On a rainy day in October, 86-year-old Edmund Morgan is piloting his giant red Dodge Yukon around New Haven's narrow streets in search of a parking spot convenient to the restaurant he has in mind for lunch, the clubby Monty's.

Morgan has been a professor at Yale since the early 1950s and remembers when Monty's wouldn't admit women. "The food is not necessarily to be recommended," he tells PW, "but there's a lot of Yale's history to be seen on its walls."

The emeritus professor, retired from teaching for 15 years, should be a good judge. He taught both David McCullough and Joseph Ellis, and is considered by his fellow historians to be a national treasure.. President Clinton awarded him the National Humanities Medal in 2000.

Exasperated, Morgan gives up, and we return to his house, an Arts & Crafts home nearly as old as he is, in a lush part of New Haven. When we arrive, his dog, a year-old Shelty named Toby, greets us at the door, along with Morgan's second wife of 20 years, Marie, who ushers PW upstairs to help delete some troublesome spam among Morgan's e-mail. Before us is a translucent Apple PowerMac with an impressive cinema-sized screen. "He doesn't like to read e-mail on the computer, so I print it out for him," she says. "Then this," she adds, gesturing at the computer glowing red. Morgan appears at the door, with the pronouncement, "Computers cause more trouble than they're worth."

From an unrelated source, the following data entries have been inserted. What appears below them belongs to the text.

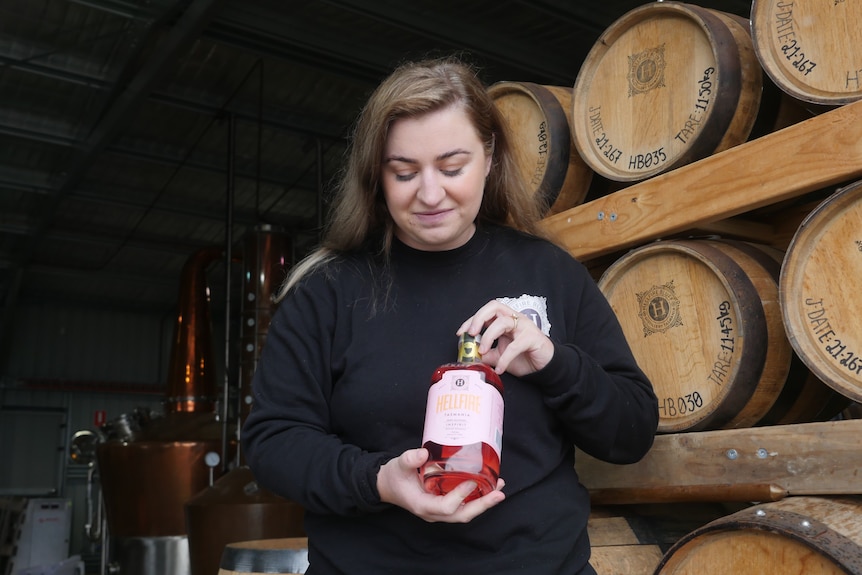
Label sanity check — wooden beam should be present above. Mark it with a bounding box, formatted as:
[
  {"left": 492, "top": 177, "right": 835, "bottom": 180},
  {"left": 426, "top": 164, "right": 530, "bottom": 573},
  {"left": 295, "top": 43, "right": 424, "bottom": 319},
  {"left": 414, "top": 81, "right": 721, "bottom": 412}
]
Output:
[
  {"left": 575, "top": 419, "right": 862, "bottom": 504},
  {"left": 543, "top": 101, "right": 862, "bottom": 260}
]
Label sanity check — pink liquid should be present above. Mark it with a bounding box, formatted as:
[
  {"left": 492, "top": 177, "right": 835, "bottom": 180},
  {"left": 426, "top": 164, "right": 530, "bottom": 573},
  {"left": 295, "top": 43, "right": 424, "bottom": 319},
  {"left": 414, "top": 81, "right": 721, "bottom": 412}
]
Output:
[{"left": 420, "top": 363, "right": 503, "bottom": 502}]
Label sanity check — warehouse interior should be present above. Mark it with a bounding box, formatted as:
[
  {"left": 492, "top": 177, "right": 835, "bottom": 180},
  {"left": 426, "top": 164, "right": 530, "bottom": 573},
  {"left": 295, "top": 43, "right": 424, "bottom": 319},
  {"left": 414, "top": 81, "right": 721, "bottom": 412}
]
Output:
[{"left": 0, "top": 0, "right": 862, "bottom": 575}]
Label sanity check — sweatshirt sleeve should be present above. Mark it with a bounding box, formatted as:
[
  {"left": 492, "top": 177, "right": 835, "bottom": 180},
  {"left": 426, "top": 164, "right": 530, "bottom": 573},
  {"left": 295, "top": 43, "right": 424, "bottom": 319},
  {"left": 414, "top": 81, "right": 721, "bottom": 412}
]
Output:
[
  {"left": 524, "top": 256, "right": 658, "bottom": 463},
  {"left": 241, "top": 273, "right": 390, "bottom": 515}
]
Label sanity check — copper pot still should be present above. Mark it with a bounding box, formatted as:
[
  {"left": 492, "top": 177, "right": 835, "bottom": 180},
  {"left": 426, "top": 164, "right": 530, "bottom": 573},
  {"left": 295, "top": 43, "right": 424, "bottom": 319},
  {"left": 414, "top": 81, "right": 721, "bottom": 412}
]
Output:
[
  {"left": 185, "top": 226, "right": 305, "bottom": 575},
  {"left": 91, "top": 226, "right": 302, "bottom": 575}
]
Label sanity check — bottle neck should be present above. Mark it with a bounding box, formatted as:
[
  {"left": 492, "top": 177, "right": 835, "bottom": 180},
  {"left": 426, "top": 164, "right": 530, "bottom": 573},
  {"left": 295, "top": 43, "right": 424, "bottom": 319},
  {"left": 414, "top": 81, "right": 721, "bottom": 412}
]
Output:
[{"left": 458, "top": 333, "right": 482, "bottom": 363}]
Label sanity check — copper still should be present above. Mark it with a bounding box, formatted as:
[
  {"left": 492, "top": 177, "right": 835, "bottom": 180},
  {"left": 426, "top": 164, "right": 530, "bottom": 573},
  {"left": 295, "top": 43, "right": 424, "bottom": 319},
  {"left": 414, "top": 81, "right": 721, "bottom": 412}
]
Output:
[
  {"left": 185, "top": 226, "right": 305, "bottom": 575},
  {"left": 96, "top": 248, "right": 230, "bottom": 575},
  {"left": 80, "top": 225, "right": 304, "bottom": 575}
]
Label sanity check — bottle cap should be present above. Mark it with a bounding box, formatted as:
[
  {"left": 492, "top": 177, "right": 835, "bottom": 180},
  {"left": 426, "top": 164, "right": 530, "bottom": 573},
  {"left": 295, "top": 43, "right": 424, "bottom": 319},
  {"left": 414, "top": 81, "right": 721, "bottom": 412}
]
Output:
[{"left": 458, "top": 332, "right": 482, "bottom": 362}]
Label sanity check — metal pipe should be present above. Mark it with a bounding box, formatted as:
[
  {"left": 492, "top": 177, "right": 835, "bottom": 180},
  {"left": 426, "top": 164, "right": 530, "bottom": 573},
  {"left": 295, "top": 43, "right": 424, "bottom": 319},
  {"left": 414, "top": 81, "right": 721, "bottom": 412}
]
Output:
[{"left": 221, "top": 112, "right": 239, "bottom": 473}]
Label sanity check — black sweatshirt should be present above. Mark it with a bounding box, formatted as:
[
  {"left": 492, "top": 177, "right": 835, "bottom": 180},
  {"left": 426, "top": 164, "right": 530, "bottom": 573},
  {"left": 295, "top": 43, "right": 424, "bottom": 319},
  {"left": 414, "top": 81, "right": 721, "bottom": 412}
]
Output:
[{"left": 242, "top": 227, "right": 658, "bottom": 575}]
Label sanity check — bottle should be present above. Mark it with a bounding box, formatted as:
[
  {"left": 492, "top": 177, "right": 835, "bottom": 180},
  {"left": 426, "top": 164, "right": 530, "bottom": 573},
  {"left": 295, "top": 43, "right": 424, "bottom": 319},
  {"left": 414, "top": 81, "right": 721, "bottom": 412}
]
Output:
[{"left": 419, "top": 333, "right": 503, "bottom": 501}]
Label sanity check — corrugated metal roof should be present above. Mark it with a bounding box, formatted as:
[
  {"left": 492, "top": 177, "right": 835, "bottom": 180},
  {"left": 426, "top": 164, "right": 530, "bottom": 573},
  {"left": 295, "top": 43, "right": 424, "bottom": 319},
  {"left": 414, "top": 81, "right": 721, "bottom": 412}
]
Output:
[{"left": 0, "top": 0, "right": 750, "bottom": 320}]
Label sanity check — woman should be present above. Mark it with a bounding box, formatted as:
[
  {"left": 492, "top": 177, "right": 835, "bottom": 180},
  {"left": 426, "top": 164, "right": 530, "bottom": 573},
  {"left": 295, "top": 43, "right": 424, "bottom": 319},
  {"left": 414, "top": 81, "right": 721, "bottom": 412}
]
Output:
[{"left": 242, "top": 55, "right": 658, "bottom": 575}]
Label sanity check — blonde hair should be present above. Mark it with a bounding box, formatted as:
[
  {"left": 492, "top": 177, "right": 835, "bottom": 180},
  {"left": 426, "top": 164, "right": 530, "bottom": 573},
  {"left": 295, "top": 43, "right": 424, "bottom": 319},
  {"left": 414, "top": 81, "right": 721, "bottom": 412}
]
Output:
[{"left": 277, "top": 56, "right": 544, "bottom": 299}]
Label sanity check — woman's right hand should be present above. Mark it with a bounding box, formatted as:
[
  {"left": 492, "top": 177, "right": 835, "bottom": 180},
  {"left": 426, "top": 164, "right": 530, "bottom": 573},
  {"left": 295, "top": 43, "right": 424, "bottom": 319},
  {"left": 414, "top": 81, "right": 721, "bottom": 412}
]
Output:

At his age, he can afford to ignore them. Morgan says he has written all of his books longhand. Though he admits to having been a student at Harvard of "the greatest intellectual historian of the 19th century, Perry Miller," he doesn't appear to belong to another era. An expert on the religious practices of the Puritans, Morgan made a name for himself with his early book, The Puritan Family (1944), and later with The Puritan Dilemma and Visible Saints, short works still used in history classes today. Inventing the People (1990) looked at the rhetorical hubris of politicians and businessmen; it won him the prestigious Bancroft Prize. His latest book, Benjamin Franklin (Yale Univ., Oct.), a short, lucid biography, has tapped into lingering interest in the founding fathers and brought him back into the public realm, where he's becoming an increasingly popular figure on television and radio, most recently appearing in a PBS documentary on Franklin. The book also became his first New York Times bestseller.

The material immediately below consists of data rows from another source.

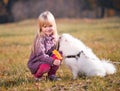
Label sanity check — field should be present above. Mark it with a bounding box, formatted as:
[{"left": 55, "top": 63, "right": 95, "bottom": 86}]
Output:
[{"left": 0, "top": 17, "right": 120, "bottom": 91}]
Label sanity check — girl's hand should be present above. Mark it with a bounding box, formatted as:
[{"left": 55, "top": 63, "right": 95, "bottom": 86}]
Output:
[{"left": 53, "top": 59, "right": 60, "bottom": 66}]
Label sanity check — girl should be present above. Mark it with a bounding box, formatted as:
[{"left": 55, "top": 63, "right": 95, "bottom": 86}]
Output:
[{"left": 28, "top": 11, "right": 60, "bottom": 81}]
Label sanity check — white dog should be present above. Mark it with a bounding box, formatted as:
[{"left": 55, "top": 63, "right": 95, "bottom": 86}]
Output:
[{"left": 59, "top": 34, "right": 116, "bottom": 79}]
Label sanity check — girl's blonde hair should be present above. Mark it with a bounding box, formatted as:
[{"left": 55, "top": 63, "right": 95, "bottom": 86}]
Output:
[{"left": 32, "top": 11, "right": 58, "bottom": 52}]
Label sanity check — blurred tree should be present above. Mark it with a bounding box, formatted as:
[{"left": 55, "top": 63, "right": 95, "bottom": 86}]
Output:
[{"left": 97, "top": 0, "right": 120, "bottom": 18}]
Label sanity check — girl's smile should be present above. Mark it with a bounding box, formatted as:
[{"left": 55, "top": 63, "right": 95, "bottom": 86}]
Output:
[{"left": 42, "top": 25, "right": 54, "bottom": 36}]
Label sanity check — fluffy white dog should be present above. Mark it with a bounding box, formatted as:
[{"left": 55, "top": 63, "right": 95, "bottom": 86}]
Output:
[{"left": 59, "top": 34, "right": 116, "bottom": 79}]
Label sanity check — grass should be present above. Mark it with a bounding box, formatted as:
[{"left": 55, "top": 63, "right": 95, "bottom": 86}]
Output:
[{"left": 0, "top": 17, "right": 120, "bottom": 91}]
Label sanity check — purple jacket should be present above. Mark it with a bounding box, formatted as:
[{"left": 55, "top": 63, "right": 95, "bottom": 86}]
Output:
[{"left": 27, "top": 36, "right": 55, "bottom": 74}]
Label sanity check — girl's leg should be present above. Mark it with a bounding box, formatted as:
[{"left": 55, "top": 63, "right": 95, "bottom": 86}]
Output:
[
  {"left": 48, "top": 65, "right": 59, "bottom": 76},
  {"left": 34, "top": 64, "right": 50, "bottom": 78}
]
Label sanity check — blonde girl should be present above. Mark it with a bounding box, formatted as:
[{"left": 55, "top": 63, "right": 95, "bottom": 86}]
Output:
[{"left": 28, "top": 11, "right": 60, "bottom": 81}]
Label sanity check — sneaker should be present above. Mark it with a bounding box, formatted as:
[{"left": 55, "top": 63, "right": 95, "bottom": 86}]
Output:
[
  {"left": 35, "top": 78, "right": 42, "bottom": 82},
  {"left": 48, "top": 75, "right": 61, "bottom": 81}
]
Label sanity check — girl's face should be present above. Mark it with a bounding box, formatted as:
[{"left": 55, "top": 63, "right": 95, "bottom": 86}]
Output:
[{"left": 42, "top": 25, "right": 54, "bottom": 36}]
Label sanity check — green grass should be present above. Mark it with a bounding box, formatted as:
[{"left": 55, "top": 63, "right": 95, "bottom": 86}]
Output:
[{"left": 0, "top": 17, "right": 120, "bottom": 91}]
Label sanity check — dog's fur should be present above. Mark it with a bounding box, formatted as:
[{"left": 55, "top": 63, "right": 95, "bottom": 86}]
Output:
[{"left": 59, "top": 34, "right": 116, "bottom": 79}]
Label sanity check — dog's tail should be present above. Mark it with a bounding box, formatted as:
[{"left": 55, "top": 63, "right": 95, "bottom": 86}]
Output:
[{"left": 102, "top": 59, "right": 116, "bottom": 74}]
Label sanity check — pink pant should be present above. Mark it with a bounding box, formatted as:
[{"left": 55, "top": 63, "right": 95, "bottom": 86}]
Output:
[{"left": 34, "top": 64, "right": 59, "bottom": 78}]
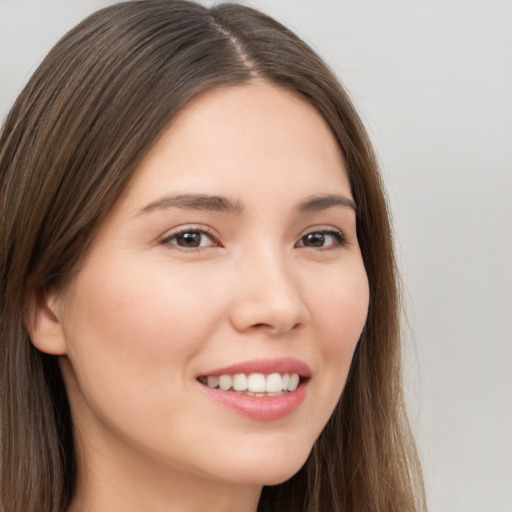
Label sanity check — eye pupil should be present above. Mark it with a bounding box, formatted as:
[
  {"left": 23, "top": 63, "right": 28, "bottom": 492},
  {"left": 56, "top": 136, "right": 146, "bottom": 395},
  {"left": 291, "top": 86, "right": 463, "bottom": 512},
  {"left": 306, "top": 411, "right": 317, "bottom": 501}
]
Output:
[
  {"left": 303, "top": 233, "right": 325, "bottom": 247},
  {"left": 176, "top": 231, "right": 201, "bottom": 247}
]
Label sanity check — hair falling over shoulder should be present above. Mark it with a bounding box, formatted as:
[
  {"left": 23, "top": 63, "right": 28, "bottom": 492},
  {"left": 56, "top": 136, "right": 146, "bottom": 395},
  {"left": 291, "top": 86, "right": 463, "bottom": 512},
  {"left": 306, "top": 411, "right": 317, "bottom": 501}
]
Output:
[{"left": 0, "top": 0, "right": 426, "bottom": 512}]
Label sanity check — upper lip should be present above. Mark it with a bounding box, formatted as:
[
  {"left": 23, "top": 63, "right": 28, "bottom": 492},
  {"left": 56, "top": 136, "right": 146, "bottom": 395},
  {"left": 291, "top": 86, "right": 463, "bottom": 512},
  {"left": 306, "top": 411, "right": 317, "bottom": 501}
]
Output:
[{"left": 201, "top": 357, "right": 311, "bottom": 377}]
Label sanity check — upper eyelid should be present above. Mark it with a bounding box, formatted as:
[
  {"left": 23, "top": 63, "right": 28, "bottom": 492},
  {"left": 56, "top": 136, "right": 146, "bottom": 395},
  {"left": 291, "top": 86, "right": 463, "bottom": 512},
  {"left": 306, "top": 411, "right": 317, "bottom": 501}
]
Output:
[{"left": 158, "top": 224, "right": 220, "bottom": 243}]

"It's the geezer factor," says Morgan, after we settle down to a snack of vanilla ice cream and pound cake. "There just aren't that many 86-year-olds writing books, so when they do, it's quite an event." Morgan deflects much of the interest in the book away from him, attributing it to Franklin himself, whom he describes as a man of action. "He was not a theorist and didn't believe in what he called 'metaphysical reasoning,' " says Morgan. In one of the most telling passages of the biography, Morgan dismisses the popular textbook image of Franklin as an old man with half glasses and a paunch as unfortunate, suggesting instead that the reader remember Franklin as a vital young man who was such a strong swimmer that he once leapt off a ship sailing from England to America and did laps around it for exercise. Our founding father had numerous careers in his life, including printer, scientist (yes, the incident of flying a kite in a lightning storm did happen), a diplomat and a statesman.

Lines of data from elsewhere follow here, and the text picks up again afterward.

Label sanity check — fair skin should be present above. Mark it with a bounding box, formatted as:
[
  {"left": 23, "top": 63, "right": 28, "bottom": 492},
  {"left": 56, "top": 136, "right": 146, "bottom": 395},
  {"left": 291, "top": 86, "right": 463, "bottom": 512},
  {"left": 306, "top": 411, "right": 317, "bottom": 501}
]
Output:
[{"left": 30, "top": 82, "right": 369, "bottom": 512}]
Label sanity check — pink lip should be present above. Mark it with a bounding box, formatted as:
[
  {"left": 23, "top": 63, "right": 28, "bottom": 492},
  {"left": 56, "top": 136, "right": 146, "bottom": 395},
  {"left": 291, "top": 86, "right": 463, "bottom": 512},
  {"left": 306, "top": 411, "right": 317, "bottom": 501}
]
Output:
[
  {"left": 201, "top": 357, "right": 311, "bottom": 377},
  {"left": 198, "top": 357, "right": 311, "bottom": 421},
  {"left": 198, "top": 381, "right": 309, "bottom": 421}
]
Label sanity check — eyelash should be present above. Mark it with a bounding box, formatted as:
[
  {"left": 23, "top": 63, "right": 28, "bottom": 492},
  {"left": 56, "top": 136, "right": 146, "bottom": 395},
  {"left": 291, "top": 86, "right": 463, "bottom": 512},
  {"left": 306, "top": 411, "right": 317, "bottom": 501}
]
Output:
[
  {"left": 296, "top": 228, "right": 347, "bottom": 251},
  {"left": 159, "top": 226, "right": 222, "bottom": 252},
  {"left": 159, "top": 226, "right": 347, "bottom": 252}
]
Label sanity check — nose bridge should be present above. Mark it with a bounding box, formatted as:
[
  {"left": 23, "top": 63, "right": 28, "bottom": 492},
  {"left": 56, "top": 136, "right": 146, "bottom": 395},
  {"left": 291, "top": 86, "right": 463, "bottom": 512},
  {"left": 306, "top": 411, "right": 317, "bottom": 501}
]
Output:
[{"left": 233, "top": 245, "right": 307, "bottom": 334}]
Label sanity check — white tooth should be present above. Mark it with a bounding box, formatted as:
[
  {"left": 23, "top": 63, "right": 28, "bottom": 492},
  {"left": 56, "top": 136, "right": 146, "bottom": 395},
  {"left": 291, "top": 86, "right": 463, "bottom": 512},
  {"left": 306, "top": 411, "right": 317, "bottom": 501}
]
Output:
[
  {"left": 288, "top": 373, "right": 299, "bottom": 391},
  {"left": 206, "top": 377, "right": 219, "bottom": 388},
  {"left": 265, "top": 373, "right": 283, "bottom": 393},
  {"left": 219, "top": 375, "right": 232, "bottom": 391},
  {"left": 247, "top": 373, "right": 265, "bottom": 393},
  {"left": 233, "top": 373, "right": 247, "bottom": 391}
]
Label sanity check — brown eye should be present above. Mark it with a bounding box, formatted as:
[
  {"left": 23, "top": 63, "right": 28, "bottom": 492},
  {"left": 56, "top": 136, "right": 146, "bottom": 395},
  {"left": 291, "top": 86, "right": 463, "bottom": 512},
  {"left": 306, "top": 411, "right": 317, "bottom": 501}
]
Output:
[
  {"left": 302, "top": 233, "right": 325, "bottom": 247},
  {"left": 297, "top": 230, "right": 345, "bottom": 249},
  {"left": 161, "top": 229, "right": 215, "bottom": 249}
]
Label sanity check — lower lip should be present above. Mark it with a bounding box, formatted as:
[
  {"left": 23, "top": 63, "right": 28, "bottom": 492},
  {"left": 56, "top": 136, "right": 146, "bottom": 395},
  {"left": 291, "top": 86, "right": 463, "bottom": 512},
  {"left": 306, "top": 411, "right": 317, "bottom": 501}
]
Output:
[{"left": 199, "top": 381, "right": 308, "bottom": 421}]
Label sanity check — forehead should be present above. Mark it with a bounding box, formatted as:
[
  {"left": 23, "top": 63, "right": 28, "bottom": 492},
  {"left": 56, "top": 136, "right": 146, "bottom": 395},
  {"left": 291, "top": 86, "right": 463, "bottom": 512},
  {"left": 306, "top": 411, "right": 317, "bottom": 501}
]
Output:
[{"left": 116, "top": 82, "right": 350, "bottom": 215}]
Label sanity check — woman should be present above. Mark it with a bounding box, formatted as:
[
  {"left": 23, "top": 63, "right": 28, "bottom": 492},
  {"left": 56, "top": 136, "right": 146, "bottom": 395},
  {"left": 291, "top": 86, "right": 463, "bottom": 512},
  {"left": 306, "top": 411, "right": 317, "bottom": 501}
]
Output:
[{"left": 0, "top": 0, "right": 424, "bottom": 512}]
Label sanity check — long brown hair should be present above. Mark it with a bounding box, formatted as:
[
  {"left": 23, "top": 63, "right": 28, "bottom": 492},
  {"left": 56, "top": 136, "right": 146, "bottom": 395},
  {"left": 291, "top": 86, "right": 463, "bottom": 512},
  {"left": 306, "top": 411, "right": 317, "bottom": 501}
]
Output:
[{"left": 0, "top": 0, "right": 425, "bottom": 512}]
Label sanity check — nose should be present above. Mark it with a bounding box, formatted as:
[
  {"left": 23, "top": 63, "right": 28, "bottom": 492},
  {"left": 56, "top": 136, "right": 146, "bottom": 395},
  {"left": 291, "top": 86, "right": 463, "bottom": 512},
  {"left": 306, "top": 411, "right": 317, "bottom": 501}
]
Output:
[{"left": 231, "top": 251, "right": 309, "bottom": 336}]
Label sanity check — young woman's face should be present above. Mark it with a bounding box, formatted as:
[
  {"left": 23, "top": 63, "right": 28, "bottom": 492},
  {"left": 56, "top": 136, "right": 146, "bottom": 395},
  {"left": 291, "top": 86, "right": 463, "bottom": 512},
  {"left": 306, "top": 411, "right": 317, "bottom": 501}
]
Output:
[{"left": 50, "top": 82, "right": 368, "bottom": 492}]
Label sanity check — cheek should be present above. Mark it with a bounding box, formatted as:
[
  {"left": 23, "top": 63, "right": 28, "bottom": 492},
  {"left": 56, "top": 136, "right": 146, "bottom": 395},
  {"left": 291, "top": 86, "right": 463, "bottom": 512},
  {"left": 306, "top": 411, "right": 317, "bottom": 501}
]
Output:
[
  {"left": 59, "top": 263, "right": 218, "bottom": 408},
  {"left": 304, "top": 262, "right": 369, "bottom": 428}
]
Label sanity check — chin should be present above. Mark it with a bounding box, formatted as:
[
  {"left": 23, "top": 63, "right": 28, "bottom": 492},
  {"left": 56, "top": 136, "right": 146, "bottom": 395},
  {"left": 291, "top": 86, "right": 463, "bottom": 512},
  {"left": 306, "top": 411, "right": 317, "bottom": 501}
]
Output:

"The thing that surprised me most about Franklin was, why did he give up being a scientist and devoting his whole attention to public service," says Morgan. "He did that at a time when he was the leading scientist in the world, around 1750. He would have been 44. After he retired from printing, he could have spent his whole time on electricity. It surprised me that he did not." This comes from a man who after retiring in his 70s started a business out of his basement shaping wooden bowls, a project for which he cuts his own tools on a metal lathe; then he learned to fly.

According to Morgan, the best methodology for historical research is to pursue your own curiosity. "I used to tell my students to try and maintain the capacity for surprise," he says. "If you're studying the French Revolution and you come across something that surprises you, you have to ask why it surprises you. Most likely, it's because what you've read about the French Revolution before would not lead you to think that this would happen or that it had happened. So don't say, 'gee, I didn't know that'—you have to ask why you didn't know that. The likelihood is that somebody else gave you the impression it wasn't so." As such, when Morgan began writing his life of Franklin, he didn't read another biography of the man. Instead, he relied entirely on Franklin's letters and journals, most of which Morgan has himself read—twice—in his capacity as the chairman of the publishing board of the Franklin Papers, of which 36 volumes have been published so far.

Reading the primary texts goes to the heart of what Morgan sees as the mission of studying history. "You've got to take what people say seriously," he says. "Don't start with the assumption that they didn't mean what they were saying. It's up to you to show that they don't mean it if you don't think they mean it. All that postmodernism is junk. If the postmodernists are right, there's no point in studying history at all."

Asked about the most important lesson he's learned from his lifelong study, he replies, "No matter what people say, history doesn't repeat itself."